Thursday, July 2, 2020

Some Ideas About The House by the Cemetery (1981)

Original title: Quella villa accanto al cimitero

Because doing a plot synopsis of this particular film without describing it scene by scene would be even less coherent than the film itself, and instead of reading a description of every single scene of a film, one should simply watch the damn movie, I’ll present some scattered thoughts about one of my very favourite movies.

It is very much worth watching, anyhow, even though Cemetery is usually described as the least of director Lucio Fulci’s trilogy (at least in mood) of films consisting – of course – of this, City of the Living Dead and The Beyond. It’s probably even less digestible for anyone coming to a horror film expecting a sensible plot, conventional narrative or storytelling than the other two films, because its great strangenesses in plot and structure are rather going at the audience as its villain, the delightfully/absurdly/hilariously named Dr Freudstein is at his victims. Riddle me this, for example: does our “hero” (heh) Norman Boyle know he is moving his family into Freudstein’s house? If he doesn’t, how can he still not know this after his wife (the always delightful Catriona MacColl) has found a tomb with the Freudstein name in their parlour? If he does know, why the hell does he seem so genuinely surprised by it later on? Like half of the characters here, Norman acts as if he was going by one base of facts in one moment and by the exact opposite one in the next.

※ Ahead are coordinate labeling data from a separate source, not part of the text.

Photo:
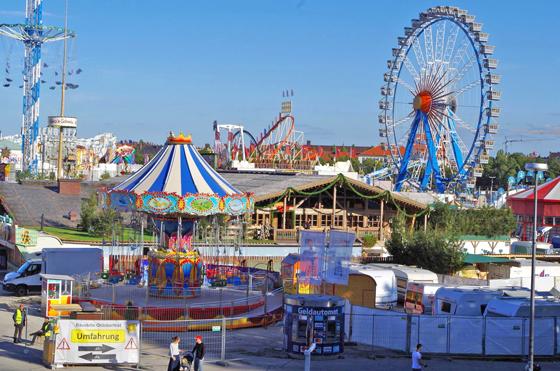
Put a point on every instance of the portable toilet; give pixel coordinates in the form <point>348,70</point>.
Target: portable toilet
<point>56,289</point>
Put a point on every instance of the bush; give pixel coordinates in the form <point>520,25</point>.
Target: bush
<point>484,221</point>
<point>369,240</point>
<point>436,250</point>
<point>96,221</point>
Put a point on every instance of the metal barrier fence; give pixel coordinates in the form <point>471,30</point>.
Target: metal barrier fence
<point>476,335</point>
<point>213,334</point>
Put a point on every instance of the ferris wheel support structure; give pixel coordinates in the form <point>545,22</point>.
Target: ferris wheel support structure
<point>33,35</point>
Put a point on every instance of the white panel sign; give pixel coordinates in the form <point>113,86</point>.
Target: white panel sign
<point>63,121</point>
<point>95,342</point>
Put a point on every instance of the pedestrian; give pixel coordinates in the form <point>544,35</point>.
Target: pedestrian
<point>417,359</point>
<point>174,354</point>
<point>46,331</point>
<point>20,319</point>
<point>130,311</point>
<point>198,353</point>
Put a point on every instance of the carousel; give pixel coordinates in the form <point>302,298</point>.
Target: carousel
<point>175,189</point>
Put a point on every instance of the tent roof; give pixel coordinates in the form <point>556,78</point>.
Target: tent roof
<point>177,168</point>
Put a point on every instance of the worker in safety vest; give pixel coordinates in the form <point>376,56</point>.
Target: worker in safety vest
<point>20,319</point>
<point>46,331</point>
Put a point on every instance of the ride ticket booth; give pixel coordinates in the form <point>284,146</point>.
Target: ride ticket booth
<point>315,319</point>
<point>56,290</point>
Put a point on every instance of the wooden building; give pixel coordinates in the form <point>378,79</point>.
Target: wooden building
<point>320,203</point>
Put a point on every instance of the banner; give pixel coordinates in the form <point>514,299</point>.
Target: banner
<point>94,342</point>
<point>338,257</point>
<point>311,251</point>
<point>26,237</point>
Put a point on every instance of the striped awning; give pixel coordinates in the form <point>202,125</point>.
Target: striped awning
<point>179,180</point>
<point>178,168</point>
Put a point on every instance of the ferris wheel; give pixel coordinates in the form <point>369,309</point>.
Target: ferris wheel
<point>438,111</point>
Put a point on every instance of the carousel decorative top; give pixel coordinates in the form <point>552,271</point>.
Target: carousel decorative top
<point>179,181</point>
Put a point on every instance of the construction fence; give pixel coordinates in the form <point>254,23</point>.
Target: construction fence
<point>475,335</point>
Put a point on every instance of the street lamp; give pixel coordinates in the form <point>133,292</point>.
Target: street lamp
<point>535,168</point>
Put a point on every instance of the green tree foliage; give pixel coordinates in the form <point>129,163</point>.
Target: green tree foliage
<point>98,221</point>
<point>436,250</point>
<point>505,165</point>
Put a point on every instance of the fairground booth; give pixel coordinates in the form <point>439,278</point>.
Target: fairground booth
<point>548,209</point>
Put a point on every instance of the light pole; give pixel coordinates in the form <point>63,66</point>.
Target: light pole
<point>491,187</point>
<point>535,167</point>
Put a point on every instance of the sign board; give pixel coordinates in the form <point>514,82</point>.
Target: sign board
<point>97,342</point>
<point>63,121</point>
<point>26,237</point>
<point>338,257</point>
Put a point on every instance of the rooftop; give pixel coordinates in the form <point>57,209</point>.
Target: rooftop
<point>28,202</point>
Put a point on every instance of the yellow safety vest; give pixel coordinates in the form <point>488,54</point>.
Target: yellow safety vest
<point>47,327</point>
<point>19,317</point>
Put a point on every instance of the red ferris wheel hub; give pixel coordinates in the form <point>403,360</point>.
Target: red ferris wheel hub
<point>423,101</point>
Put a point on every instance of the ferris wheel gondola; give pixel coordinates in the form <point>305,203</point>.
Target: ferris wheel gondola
<point>438,107</point>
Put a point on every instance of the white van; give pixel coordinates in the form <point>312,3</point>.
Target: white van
<point>419,297</point>
<point>405,274</point>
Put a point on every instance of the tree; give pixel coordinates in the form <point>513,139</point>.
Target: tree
<point>486,221</point>
<point>437,250</point>
<point>97,221</point>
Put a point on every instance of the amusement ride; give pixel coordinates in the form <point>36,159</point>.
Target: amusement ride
<point>279,146</point>
<point>33,34</point>
<point>438,103</point>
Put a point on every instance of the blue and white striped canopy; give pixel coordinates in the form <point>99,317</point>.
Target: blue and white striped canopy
<point>177,168</point>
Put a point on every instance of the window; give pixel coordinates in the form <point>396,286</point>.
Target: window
<point>33,269</point>
<point>338,221</point>
<point>373,221</point>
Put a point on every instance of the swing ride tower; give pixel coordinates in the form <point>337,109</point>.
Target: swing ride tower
<point>33,35</point>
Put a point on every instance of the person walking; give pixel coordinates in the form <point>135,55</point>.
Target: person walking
<point>417,359</point>
<point>46,331</point>
<point>174,355</point>
<point>198,353</point>
<point>20,319</point>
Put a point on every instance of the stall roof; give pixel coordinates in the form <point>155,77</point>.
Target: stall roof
<point>57,277</point>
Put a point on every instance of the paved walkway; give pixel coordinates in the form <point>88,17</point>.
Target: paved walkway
<point>249,349</point>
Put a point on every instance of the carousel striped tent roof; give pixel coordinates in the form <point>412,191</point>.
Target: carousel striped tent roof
<point>177,168</point>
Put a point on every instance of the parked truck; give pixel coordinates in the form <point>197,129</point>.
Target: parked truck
<point>67,261</point>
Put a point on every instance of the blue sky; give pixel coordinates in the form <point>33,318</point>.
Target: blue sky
<point>154,66</point>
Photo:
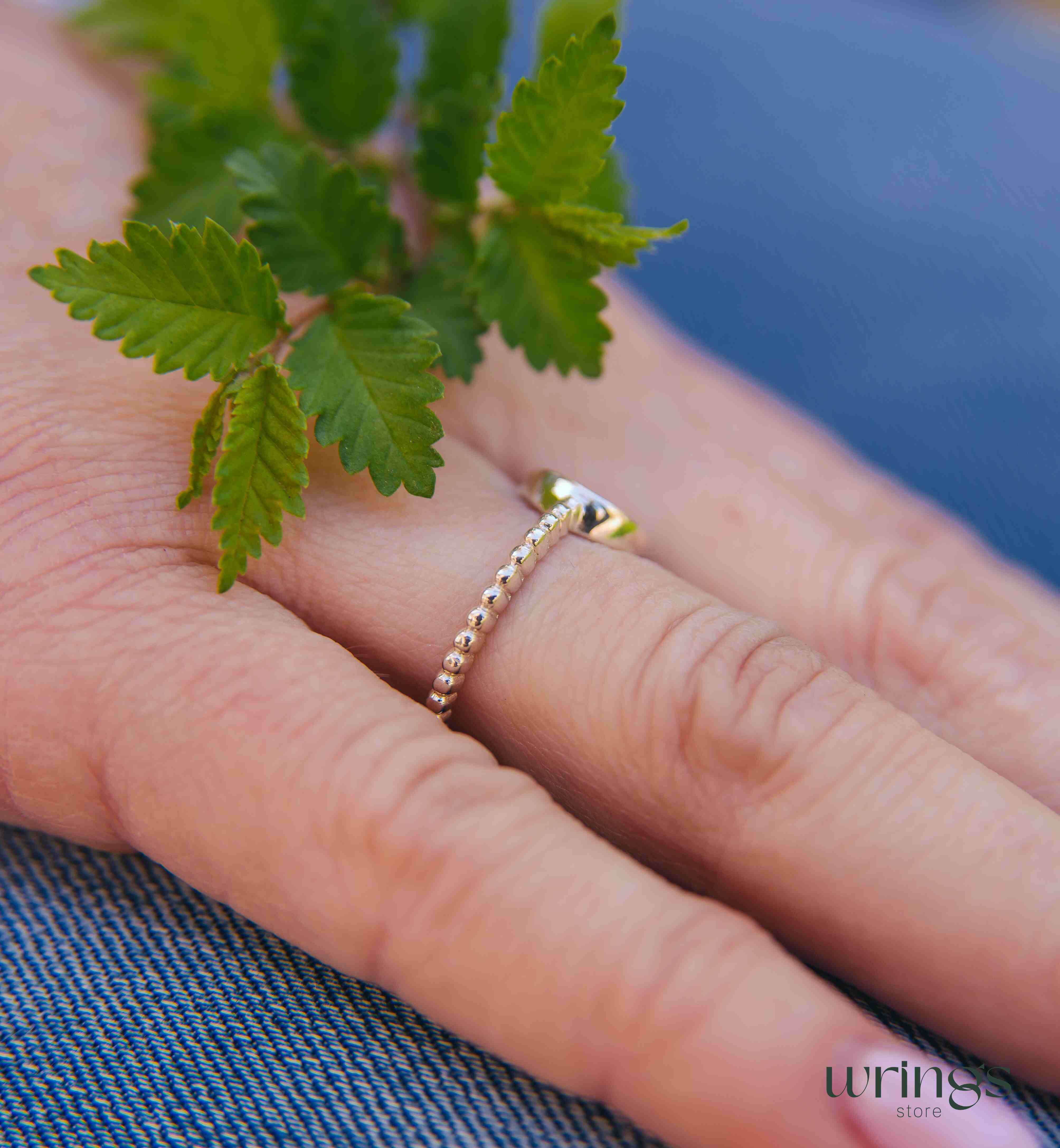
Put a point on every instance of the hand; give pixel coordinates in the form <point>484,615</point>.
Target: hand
<point>247,743</point>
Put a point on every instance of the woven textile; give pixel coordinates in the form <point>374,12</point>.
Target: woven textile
<point>136,1013</point>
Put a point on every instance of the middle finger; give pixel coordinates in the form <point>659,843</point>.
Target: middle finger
<point>708,743</point>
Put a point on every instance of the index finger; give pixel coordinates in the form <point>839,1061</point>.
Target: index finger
<point>261,763</point>
<point>747,500</point>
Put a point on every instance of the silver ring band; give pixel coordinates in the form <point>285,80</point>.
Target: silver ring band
<point>568,507</point>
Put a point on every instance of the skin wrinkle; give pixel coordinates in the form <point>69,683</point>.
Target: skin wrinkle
<point>732,951</point>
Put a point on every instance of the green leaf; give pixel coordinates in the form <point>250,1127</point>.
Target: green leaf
<point>363,371</point>
<point>234,48</point>
<point>453,139</point>
<point>291,15</point>
<point>541,293</point>
<point>553,143</point>
<point>261,473</point>
<point>344,67</point>
<point>318,227</point>
<point>199,302</point>
<point>610,191</point>
<point>189,182</point>
<point>456,94</point>
<point>602,236</point>
<point>206,439</point>
<point>560,20</point>
<point>131,26</point>
<point>443,296</point>
<point>466,41</point>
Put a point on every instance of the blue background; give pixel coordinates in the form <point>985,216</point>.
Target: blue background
<point>876,227</point>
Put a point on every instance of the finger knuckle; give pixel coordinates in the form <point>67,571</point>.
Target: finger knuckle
<point>687,990</point>
<point>424,805</point>
<point>933,639</point>
<point>739,696</point>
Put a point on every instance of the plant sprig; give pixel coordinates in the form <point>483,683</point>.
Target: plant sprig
<point>307,178</point>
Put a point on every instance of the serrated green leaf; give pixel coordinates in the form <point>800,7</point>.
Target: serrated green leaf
<point>453,139</point>
<point>560,20</point>
<point>206,439</point>
<point>290,15</point>
<point>189,182</point>
<point>234,48</point>
<point>602,236</point>
<point>553,143</point>
<point>261,472</point>
<point>131,26</point>
<point>610,191</point>
<point>542,294</point>
<point>199,302</point>
<point>466,41</point>
<point>363,371</point>
<point>318,227</point>
<point>441,293</point>
<point>344,65</point>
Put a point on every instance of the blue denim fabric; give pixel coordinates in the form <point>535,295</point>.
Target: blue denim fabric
<point>877,235</point>
<point>136,1013</point>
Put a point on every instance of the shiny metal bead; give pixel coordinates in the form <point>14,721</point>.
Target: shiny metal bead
<point>509,579</point>
<point>539,540</point>
<point>494,599</point>
<point>457,662</point>
<point>448,684</point>
<point>564,507</point>
<point>482,619</point>
<point>562,514</point>
<point>525,557</point>
<point>469,641</point>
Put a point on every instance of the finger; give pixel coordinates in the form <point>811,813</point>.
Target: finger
<point>261,763</point>
<point>711,746</point>
<point>689,853</point>
<point>746,500</point>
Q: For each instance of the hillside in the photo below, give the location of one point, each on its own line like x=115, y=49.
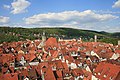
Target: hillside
x=8, y=34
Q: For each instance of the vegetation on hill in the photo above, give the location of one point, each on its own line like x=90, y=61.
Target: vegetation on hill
x=8, y=34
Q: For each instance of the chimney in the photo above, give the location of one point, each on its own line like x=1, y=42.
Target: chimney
x=95, y=38
x=118, y=42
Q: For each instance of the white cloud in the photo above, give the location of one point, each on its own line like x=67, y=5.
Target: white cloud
x=19, y=6
x=68, y=18
x=4, y=19
x=6, y=7
x=116, y=4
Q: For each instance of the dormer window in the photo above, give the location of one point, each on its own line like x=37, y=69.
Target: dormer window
x=99, y=73
x=111, y=78
x=105, y=76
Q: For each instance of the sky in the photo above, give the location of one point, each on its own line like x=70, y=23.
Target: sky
x=98, y=15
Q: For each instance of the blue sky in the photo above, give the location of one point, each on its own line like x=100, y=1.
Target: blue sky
x=99, y=15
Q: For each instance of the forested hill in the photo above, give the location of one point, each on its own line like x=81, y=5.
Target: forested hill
x=8, y=34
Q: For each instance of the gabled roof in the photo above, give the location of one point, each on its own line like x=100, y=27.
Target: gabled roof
x=10, y=76
x=105, y=71
x=51, y=42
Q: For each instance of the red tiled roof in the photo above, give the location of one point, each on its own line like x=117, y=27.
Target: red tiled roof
x=108, y=70
x=51, y=42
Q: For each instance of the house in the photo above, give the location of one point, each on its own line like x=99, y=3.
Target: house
x=107, y=71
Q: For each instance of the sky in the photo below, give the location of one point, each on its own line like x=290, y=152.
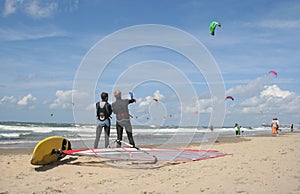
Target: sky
x=50, y=50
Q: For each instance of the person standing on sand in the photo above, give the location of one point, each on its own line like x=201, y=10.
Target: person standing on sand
x=237, y=129
x=292, y=127
x=120, y=109
x=275, y=126
x=103, y=111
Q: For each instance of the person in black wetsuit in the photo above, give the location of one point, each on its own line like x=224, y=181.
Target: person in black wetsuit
x=103, y=111
x=120, y=109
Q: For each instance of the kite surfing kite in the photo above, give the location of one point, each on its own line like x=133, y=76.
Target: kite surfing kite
x=229, y=97
x=55, y=148
x=273, y=72
x=156, y=100
x=213, y=26
x=131, y=95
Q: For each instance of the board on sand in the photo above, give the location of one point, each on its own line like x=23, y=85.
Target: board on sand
x=45, y=151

Or take that babysitter – what is her deal exactly? Why does she clean up the leftovers of one of Freudstein’s kills when her death scene makes clear she isn’t in league with him? Add to this particular set of confusions about her, when the film early on seems to suggest she might be a ghost or some sort of revived manikin. She definitely acts bizarrely throughout her lifespan in the film. I could go on and on with this, because there’s really no single character in the film whose acts suggest the coherent whole we expect of a movie character.


But I believe it is exactly Fulci’s purpose here to populate the film with characters that don’t make sense and by this rob his audience of all the security that comes with stable structures like character arcs and proper (or even fake) human psychology, setting us adrift in a world where everybody’s goals and personalities change in inexplicable ways. Thus, House by the Cemetery is less focussed on dragging the audience and the characters into the world of Fulci’s Beyond by dissolving their senses of time, place, and human anatomy as the other two films in the trilogy are (though there’s of course a bit of that, too), and more about finding the uncanny in the lack of a human core most narratives insist on.